# Sticky  ID of British spiders and bite reports



## Poxicator

We're often asked for ID on British spiders which can be fun figuring out, and sometimes helps to illustrate what inverts we have in our our areas, as opposed to those of distant lands.
So, with a view to helping here is a great site for doing exactly that:
Photo Gallery - British Arachnological Society

And, for those wanting to know what kind of a bite we can expect from our British spiders (native or otherwise), here's another great site:
UK spider bites | Natural History Museum

worthy of a sticky?


----------



## Curious jay

Thanks Poxicator REALLY appreciate this been searching for something more detailed than uksafari just never had any luck finding anything.

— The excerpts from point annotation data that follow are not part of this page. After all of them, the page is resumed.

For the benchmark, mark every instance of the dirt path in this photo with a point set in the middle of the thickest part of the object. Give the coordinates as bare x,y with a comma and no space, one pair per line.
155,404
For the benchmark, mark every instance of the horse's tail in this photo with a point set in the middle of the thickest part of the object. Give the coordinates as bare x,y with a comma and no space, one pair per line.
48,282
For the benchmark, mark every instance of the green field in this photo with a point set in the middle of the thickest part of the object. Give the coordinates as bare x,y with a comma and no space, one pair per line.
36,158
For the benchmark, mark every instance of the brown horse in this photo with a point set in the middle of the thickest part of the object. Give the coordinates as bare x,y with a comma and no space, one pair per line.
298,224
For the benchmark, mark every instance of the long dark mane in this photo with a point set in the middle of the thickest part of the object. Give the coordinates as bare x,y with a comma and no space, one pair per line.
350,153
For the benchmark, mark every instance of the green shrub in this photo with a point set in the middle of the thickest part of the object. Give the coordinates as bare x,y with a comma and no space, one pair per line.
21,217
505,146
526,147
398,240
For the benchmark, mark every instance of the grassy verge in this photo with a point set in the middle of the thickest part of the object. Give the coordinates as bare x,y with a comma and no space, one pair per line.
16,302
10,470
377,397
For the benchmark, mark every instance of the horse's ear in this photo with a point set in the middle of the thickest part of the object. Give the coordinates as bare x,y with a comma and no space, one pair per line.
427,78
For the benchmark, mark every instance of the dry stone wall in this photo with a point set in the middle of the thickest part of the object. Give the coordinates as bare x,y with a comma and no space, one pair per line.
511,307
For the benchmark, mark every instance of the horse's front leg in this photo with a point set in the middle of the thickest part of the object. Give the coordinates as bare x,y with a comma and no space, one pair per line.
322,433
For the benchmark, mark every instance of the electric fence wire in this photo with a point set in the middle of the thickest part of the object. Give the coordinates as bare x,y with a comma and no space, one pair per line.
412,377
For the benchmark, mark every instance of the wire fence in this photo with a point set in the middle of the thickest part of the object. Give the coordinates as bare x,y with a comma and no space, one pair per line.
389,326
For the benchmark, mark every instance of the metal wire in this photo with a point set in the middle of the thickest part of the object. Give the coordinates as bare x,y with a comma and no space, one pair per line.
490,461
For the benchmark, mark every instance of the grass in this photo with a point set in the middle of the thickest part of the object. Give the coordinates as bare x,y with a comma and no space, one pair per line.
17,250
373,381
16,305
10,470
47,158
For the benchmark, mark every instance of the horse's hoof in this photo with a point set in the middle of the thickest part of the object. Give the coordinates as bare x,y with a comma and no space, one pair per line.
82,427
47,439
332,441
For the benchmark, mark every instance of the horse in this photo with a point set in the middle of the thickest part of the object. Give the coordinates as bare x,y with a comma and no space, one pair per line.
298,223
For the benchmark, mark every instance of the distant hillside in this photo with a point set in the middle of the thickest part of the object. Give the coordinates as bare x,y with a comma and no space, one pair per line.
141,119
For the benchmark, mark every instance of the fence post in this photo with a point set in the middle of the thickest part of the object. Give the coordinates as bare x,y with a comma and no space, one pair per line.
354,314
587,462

I think it should be a sticky, either way I've book marked the site


----------



## 34531

Fantastic : victory: SO interesting


----------



## gambitgareth

superlike! :no1: cheers pete 

when i see 'which native spid is this' threads i tend to just look at Spiders Section - UK Safari this site #1 on the google search.. some nice new spids to stare at tho when i get back from work :lol2:


----------



## GRB

Just to add to the links Pete has added, there's a few of us within the forum familiar with various UK species so people could also use this thread to upload photos to attempt ID from.


----------



## Curious jay

Here's a couple of other sites I've been using apart from Uksafari:

spiders of NW Europe.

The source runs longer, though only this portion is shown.